Bruxelles a révélé le mercredi 12 juin une augmentation potentielle allant jusqu’à 28% des tarifs douaniers européens sur les importations de voitures électriques en provenance de Chine, tout en tentant d’éviter un conflit commercial avec Pékin, qui est accusé d’avoir illégalement privilégié ses constructeurs automobiles. L’Allemagne, qui est fortement impliquée en Chine, a lutté aux côtés de la Suède et de la Hongrie contre ces sanctions de peur de représailles. En revanche, la France et l’Espagne ont fait pression pour des mesures ciblées et proportionnées.
La Chine a rapidement rejeté cette action comme un « comportement protectionniste pur » de la part des Européens, selon un communiqué du ministère du commerce. La Chine a aussi averti qu’elle « prendra toutes les mesures pour défendre vivement ses droits légitimes ».

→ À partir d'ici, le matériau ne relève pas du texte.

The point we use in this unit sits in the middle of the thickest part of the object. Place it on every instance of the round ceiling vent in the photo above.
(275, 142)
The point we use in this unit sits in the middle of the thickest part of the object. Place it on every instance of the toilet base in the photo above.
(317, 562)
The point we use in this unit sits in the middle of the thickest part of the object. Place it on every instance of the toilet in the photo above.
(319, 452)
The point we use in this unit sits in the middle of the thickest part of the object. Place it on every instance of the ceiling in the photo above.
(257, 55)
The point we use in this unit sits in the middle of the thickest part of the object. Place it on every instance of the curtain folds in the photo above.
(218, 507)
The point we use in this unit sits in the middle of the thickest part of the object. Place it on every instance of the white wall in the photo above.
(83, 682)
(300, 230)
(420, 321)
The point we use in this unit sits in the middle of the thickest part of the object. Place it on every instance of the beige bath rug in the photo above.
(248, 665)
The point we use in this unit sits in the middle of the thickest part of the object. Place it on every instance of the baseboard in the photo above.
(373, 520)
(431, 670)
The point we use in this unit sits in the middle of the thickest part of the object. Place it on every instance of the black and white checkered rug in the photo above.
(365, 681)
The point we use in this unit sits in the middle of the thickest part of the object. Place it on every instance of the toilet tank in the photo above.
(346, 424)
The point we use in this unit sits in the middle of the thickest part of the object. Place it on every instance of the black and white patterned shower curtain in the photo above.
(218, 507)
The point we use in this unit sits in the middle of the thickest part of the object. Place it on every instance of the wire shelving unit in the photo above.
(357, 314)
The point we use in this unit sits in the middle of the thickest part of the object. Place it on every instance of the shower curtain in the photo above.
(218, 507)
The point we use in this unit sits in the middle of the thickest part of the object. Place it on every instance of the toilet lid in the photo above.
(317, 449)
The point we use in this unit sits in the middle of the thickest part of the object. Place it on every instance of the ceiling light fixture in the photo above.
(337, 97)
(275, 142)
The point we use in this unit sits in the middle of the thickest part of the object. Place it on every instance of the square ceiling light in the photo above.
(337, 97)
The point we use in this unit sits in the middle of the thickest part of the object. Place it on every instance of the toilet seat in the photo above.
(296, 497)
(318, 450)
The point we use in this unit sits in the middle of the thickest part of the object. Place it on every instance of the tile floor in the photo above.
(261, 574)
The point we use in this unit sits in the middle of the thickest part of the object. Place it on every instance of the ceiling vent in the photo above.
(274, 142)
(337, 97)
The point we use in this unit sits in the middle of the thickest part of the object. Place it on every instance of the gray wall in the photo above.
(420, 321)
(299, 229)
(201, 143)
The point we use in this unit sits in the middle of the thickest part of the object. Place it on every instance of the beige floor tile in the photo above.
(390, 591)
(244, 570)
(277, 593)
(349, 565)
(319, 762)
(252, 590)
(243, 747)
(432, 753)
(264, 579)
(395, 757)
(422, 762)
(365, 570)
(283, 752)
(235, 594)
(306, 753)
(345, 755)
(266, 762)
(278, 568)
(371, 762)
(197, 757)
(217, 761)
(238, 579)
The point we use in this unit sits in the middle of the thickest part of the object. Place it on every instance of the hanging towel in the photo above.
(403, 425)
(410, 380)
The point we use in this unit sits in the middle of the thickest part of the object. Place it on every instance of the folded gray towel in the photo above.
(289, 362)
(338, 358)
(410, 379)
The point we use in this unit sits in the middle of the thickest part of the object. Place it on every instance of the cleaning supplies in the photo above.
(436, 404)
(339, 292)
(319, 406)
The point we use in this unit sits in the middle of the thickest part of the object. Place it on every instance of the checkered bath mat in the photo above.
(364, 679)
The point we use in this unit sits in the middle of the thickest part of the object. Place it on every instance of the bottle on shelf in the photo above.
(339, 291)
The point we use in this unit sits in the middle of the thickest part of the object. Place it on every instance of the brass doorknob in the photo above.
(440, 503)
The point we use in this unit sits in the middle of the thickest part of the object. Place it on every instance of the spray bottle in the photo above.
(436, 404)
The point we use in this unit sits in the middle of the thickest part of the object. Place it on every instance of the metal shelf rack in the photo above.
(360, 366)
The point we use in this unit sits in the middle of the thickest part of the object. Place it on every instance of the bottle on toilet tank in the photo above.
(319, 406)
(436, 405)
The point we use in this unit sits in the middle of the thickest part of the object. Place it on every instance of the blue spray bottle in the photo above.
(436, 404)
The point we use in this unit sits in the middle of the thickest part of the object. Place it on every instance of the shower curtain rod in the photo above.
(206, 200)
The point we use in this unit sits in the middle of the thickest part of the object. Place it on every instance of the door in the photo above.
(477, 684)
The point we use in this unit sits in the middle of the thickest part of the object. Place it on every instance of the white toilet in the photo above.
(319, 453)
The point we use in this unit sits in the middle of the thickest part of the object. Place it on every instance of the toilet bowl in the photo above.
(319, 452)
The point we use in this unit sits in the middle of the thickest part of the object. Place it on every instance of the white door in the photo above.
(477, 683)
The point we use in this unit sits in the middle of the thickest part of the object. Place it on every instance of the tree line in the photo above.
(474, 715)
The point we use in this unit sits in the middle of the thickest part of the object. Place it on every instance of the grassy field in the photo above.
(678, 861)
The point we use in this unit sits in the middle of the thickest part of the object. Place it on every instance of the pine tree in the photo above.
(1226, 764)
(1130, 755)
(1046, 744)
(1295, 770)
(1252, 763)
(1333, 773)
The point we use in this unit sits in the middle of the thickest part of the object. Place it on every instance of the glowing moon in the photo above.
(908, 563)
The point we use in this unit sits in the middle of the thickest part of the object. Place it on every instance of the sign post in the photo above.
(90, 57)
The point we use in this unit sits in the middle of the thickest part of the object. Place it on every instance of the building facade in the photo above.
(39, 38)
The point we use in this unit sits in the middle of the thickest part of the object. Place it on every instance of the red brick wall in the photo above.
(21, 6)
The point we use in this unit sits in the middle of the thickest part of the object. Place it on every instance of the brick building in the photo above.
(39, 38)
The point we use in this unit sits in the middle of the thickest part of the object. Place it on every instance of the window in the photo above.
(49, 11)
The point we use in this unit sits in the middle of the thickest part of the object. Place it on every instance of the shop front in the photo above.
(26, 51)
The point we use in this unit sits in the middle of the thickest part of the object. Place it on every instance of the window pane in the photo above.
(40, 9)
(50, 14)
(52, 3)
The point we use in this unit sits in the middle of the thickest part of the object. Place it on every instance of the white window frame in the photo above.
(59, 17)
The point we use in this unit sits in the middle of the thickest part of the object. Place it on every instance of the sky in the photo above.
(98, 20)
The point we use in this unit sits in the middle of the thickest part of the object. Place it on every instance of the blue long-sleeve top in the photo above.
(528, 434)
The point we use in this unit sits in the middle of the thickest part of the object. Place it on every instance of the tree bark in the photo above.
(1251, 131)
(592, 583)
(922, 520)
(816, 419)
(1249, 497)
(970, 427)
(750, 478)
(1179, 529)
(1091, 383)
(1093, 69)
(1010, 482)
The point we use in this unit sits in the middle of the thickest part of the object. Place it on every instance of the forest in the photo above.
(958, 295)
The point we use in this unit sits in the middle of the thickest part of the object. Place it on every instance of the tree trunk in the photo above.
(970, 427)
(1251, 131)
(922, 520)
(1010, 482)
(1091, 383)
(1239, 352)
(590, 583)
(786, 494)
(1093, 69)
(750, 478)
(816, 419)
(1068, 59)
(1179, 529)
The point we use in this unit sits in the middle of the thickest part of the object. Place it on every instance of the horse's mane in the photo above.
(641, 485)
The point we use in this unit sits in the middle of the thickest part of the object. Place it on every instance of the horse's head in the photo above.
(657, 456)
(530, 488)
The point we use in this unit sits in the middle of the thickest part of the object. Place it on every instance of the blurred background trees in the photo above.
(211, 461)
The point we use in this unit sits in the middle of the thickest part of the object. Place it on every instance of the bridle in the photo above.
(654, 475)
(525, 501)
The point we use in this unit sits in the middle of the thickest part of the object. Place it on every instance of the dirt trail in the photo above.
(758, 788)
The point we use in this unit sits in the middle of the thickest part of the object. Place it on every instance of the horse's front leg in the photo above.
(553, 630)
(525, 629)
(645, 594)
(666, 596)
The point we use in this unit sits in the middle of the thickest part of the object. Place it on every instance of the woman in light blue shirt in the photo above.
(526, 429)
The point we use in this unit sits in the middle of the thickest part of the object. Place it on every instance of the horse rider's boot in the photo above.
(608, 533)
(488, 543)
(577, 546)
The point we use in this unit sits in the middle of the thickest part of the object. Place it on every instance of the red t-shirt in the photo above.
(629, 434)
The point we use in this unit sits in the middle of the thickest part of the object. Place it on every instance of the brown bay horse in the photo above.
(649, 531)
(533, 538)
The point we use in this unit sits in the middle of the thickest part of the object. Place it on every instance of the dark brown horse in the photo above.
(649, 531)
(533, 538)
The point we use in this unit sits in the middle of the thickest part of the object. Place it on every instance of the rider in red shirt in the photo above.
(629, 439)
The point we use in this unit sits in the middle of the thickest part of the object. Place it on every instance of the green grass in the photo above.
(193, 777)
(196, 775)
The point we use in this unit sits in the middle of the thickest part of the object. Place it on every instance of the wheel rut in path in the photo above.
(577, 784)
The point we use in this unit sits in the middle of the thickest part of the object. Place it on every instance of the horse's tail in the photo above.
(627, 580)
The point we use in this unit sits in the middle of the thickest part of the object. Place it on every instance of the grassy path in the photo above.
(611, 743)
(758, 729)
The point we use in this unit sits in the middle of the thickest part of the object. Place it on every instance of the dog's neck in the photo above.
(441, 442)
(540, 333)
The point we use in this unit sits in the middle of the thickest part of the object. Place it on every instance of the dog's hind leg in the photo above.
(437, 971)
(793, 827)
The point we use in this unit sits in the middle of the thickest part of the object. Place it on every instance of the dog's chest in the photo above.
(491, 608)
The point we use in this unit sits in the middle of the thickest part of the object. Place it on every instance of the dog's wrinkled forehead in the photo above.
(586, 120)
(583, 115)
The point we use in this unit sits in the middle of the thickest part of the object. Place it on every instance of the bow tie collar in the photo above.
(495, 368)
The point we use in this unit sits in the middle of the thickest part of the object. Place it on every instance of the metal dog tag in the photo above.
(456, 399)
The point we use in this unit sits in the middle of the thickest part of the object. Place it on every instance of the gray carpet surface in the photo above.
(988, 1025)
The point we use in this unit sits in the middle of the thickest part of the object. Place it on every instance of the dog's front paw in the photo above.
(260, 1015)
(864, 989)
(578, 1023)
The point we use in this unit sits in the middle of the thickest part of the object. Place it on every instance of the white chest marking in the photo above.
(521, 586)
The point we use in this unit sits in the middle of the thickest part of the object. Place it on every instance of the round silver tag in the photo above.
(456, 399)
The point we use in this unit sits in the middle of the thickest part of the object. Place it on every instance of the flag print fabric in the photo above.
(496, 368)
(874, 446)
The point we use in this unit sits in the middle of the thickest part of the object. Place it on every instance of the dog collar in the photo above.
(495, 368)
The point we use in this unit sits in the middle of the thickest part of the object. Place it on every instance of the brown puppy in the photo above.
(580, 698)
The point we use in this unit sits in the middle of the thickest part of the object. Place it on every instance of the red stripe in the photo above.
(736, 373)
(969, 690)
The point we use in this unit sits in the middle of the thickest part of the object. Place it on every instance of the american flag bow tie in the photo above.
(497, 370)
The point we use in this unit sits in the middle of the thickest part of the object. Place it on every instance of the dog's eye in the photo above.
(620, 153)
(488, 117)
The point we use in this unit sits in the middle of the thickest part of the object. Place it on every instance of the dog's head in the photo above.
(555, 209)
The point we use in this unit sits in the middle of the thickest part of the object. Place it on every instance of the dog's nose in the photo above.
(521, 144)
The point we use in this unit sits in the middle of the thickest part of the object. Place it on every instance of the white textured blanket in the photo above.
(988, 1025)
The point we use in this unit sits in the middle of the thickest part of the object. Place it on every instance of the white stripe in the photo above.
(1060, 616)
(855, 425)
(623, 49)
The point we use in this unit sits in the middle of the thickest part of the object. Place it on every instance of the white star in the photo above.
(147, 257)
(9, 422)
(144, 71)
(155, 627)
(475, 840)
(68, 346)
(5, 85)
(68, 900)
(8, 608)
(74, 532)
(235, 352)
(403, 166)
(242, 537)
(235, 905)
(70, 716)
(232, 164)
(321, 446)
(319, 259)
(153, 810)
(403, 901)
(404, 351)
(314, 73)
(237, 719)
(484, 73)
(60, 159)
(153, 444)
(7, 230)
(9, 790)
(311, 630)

Auparavant, les voitures produites dans les usines chinoises étaient taxées à 10% dans l’Union européenne (UE). Bruxelles envisage d’augmenter ces droits à 17,4% pour le constructeur chinois BYD, 20% pour Geely et 38,1% pour SAIC. Un taux moyen de 21% devrait être appliqué pour les autres fabricants. Bruxelles a précisé que « si les négociations avec les autorités chinoises ne parviennent pas à une solution efficace, ces droits compensatoires provisoires seraient introduits à partir du 4 juillet ». Après l’instauration de droits provisoires, Bruxelles aura quatre mois pour imposer des droits définitifs, ce qui offre une opportunité de dialogue jusqu’en novembre.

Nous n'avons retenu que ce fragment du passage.